April 10 at 1:30 PM - 2:30 PM
: Generative priors are effective countermeasures to combat the curse of dimensionality, and enable efficient learning and inversion that otherwise are ill-posed, in data science. This talk begins with the classical low-rank prior, and introduces scaled gradient descent (ScaledGD), a simple iterative approach to directly recover the low-rank factors for a wide range of matrix and tensor estimation tasks. ScaledGD provably converges linearly at a constant rate independent of the condition number at near-optimal sample complexities, while maintaining the low per-iteration cost of vanilla gradient descent, even when the rank is overspecified and the initialization is random. Going beyond low rank, the talk discusses diffusion models as an expressive data prior in inverse problems, and introduces a plug-and-play posterior sampling method (Diffusion PnP) that alternatively calls two samplers, a proximal consistency sampler solely based on the forward model, and a denoising diffusion sampler solely based on the score functions of data prior. Performance guarantees and numerical examples will be demonstrated to illustrate the promise.
Yuejie Chi
Sense of Wonder Group Endowed Professor of Electrical and Computer Engineering in AI Systems, Canregie Mellow University
Dr.
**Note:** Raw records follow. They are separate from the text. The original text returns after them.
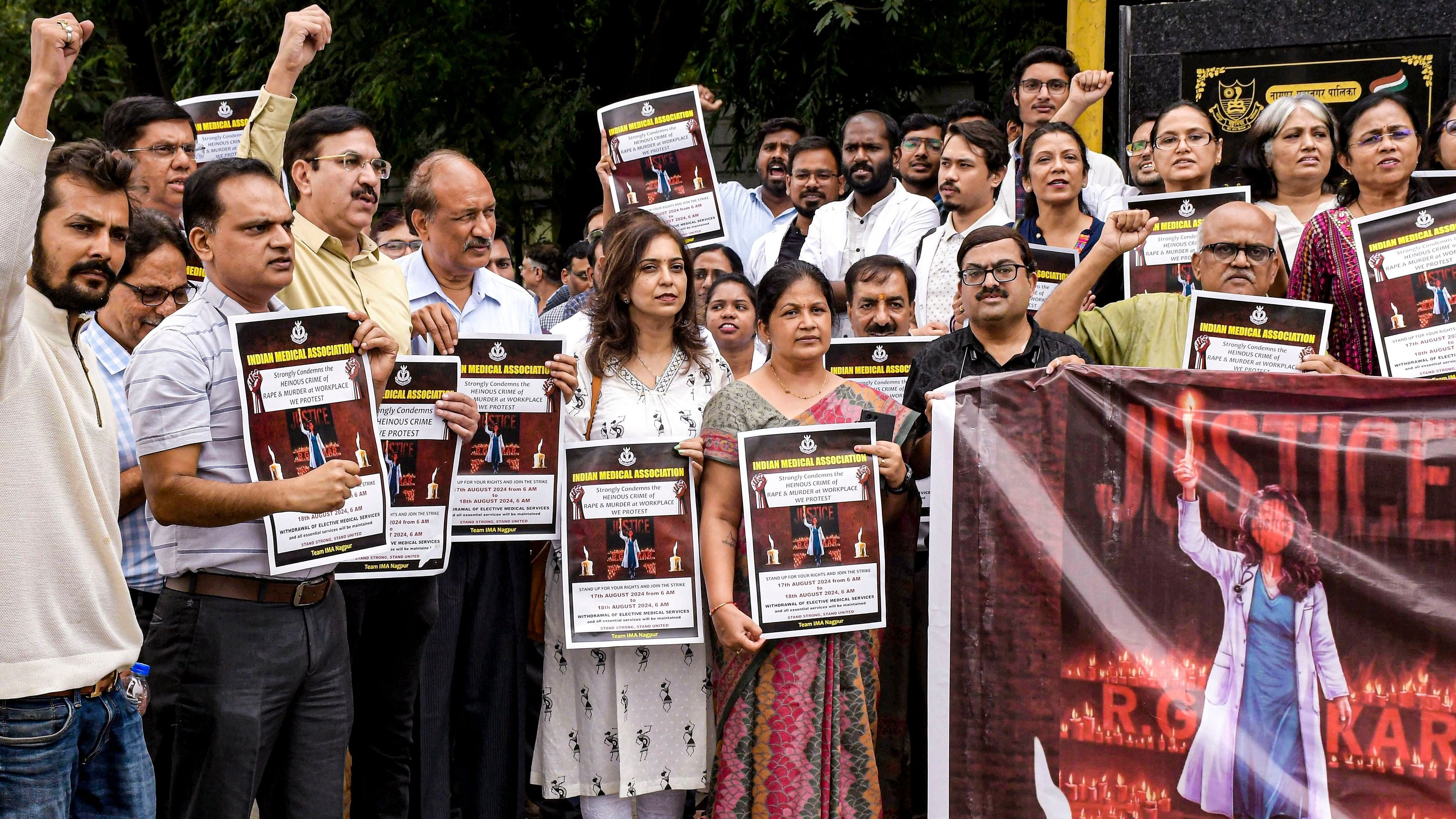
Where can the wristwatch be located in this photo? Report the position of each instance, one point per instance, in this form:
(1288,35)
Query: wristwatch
(905,486)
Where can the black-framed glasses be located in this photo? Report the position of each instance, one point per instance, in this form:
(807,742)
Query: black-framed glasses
(1170,142)
(913,143)
(1053,87)
(974,276)
(353,162)
(1397,134)
(1228,251)
(166,151)
(153,296)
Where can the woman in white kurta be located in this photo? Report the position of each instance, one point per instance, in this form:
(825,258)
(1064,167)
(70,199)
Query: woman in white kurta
(1251,755)
(633,723)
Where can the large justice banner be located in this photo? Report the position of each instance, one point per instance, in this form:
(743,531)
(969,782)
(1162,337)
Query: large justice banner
(1076,604)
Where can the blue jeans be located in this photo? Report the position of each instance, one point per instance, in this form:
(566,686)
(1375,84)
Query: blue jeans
(82,757)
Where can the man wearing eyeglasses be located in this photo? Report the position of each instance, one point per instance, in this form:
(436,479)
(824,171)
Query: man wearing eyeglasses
(152,286)
(335,171)
(922,136)
(158,136)
(1041,90)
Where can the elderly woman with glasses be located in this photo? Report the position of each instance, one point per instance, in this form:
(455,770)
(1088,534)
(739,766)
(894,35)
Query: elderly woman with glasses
(1379,146)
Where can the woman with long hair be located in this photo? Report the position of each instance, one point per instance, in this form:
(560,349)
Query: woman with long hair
(1289,164)
(1055,171)
(797,716)
(646,371)
(1259,751)
(1378,146)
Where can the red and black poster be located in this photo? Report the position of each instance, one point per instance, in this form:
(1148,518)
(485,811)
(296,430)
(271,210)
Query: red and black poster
(306,400)
(1278,645)
(506,489)
(631,549)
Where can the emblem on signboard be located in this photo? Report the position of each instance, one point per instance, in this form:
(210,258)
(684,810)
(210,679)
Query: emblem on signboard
(1237,108)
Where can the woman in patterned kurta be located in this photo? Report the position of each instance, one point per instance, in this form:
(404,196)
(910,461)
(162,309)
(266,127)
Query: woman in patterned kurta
(633,725)
(797,716)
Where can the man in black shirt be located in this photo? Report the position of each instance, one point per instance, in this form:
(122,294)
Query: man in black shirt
(998,278)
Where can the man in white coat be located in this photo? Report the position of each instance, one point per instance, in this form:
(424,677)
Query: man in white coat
(880,216)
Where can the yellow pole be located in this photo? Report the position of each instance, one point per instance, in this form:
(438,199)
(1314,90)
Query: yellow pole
(1087,38)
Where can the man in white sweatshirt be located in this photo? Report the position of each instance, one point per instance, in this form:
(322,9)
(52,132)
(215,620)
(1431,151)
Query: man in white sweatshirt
(69,740)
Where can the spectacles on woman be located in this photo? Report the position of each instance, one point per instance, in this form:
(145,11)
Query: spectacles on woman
(974,276)
(153,296)
(1397,134)
(1170,142)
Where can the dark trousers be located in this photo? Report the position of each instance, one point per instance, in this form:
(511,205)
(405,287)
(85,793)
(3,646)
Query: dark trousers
(248,702)
(389,620)
(477,718)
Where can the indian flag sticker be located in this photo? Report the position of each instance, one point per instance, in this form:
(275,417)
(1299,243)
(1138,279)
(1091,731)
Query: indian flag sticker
(1392,84)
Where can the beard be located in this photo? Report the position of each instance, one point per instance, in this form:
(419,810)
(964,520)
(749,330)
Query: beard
(877,183)
(67,295)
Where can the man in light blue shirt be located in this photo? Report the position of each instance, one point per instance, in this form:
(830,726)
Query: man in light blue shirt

Yuejie Chi is the Sense of Wonder Group Endowed Professor of Electrical and Computer Engineering in AI Systems at Carnegie Mellon University, with courtesy appointments in the Machine Learning department and CyLab. She received her Ph.D. and M.A. from Princeton University, and B. Eng. (Hon.) from Tsinghua University, all in Electrical Engineering. Her research interests lie in the theoretical and algorithmic foundations of data science, signal processing, machine learning and inverse problems, with applications in sensing, imaging, decision making, and generative AI. Among others, Dr. Chi is a recipient of the Presidential Early Career Award for Scientists and Engineers (PECASE), the inaugural IEEE Signal Processing Society Early Career Technical Achievement Award for contributions to high-dimensional structured signal processing, and multiple paper awards including the SIAM Activity Group on Imaging Science Best Paper Prize and IEEE Signal Processing Society Young Author Best Paper Award. She is an IEEE Fellow (Class of 2023) for contributions to statistical signal processing with low-dimensional structures.